For over three years Results Engineering helped build the OCEAN and OCEAN 2 systems which automate the Home Energy Assistance and Weatherization Programs for the State of Ohio.
Ohio No. 1 for Weatherization
Tally of 6,814 energy-saving projects for poor far outpaces all other states' use of stimulus
Tuesday, February 23, 2010 2:47 AM
THE COLUMBUS DISPATCH
Ohio leads the nation in spending stimulus money to weatherize houses for low-income residents, completing more than one in five of the projects reported nationally last year.
"Their numbers are great," said Cathy Zoi, assistant secretary for energy efficiency and renewable energy at the U.S. Department of Energy. "They have set the gold standard for weatherization."
Ohio completed 6,814 projects under the Home Weatherization Assistance Program from July 1 to Dec. 31, according to new data released by the Energy Department. The next closest state was Mississippi, with 1,472 projects.
Nationwide, 30,252 projects were completed.
The program provides insulation, weather sealing and furnace upgrades to save energy for homeowners who make as much as double the U.S. poverty rate, $44,100 for a family of four.
The Ohio Department of Development is spreading out $267 million in federal stimulus money among 58 agencies that provide the services across the state through spring 2011. It expects to reach 32,000 households.
Ohio had received $30 million for the program in 2008. It spent nearly $51 million in stimulus dollars through Dec. 31 last year, most of it in the last six months of the year.
Ohio got a jump on other states, Zoi said, because it already had a strong weatherization program.
Ohio also started doing projects almost immediately after it was given permission to do so on July 1, she said. Other states waited for federal officials to clarify prevailing-wage laws for weatherization workers, she said.
Ohio took the department's advice and started work immediately, planning to fix any wage problems once the federal guidance was approved.
"They quickly got into their (stimulus) money while other states just waited," she said.
Still, the U.S. Government Accountability Office and others have warned that Ohio's quick-moving program is open to "waste, fraud and abuse." Under federal rules, the state plans to inspect just 5 percent of the weatherization projects completed using the stimulus money.
But Zoi said she's not worried.
"There's nothing that indicates to me that there would be any cause for concern," she said.
Donald Skaggs, who helps oversee the weatherization program at the Ohio Department of Development, said the state was able to spend about 10 percent of the stimulus money starting last spring to begin training workers for the stepped-up program.
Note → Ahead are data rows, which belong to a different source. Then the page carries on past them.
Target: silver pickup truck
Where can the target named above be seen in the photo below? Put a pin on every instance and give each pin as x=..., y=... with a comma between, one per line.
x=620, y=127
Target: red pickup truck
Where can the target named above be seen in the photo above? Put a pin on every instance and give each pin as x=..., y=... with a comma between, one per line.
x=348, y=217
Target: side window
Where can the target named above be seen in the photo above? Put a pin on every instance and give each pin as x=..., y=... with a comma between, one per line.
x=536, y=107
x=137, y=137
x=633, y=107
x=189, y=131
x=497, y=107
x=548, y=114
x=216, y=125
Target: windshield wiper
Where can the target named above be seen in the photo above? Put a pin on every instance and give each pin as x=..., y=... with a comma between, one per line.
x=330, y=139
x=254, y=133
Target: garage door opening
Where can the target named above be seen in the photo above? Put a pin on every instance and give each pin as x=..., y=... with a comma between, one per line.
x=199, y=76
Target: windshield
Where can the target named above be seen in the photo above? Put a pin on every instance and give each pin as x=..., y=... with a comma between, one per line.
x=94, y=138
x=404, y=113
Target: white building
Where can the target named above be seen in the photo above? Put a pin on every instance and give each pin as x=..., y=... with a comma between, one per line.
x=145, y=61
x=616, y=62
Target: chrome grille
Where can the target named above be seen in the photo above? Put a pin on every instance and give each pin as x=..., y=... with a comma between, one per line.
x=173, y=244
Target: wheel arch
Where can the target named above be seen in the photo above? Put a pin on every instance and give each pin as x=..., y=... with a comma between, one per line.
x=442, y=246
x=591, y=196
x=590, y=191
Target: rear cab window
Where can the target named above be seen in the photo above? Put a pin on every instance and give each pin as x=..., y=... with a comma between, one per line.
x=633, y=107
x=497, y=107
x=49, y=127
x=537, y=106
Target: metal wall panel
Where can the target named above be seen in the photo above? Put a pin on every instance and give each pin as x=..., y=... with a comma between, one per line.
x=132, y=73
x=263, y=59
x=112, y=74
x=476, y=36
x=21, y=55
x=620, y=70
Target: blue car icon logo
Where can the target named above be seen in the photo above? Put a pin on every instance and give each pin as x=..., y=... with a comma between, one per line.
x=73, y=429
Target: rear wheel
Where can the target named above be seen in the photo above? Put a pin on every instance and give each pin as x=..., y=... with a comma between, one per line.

"We decided we couldn't wait until (the federal wage laws) were clarified," he said.
Once the government did clarify the prevailing-wage rules on Sept. 3, agencies had to pay workers additional money retroactively in some cases.
Depending on which county they work in, he said, weatherization workers are paid about $10 to $20 an hour. The program has created 997 jobs and now employs a total of 2,482.
Though Ohio is leading the program now, Zoi said she expects other states to catch up this spring.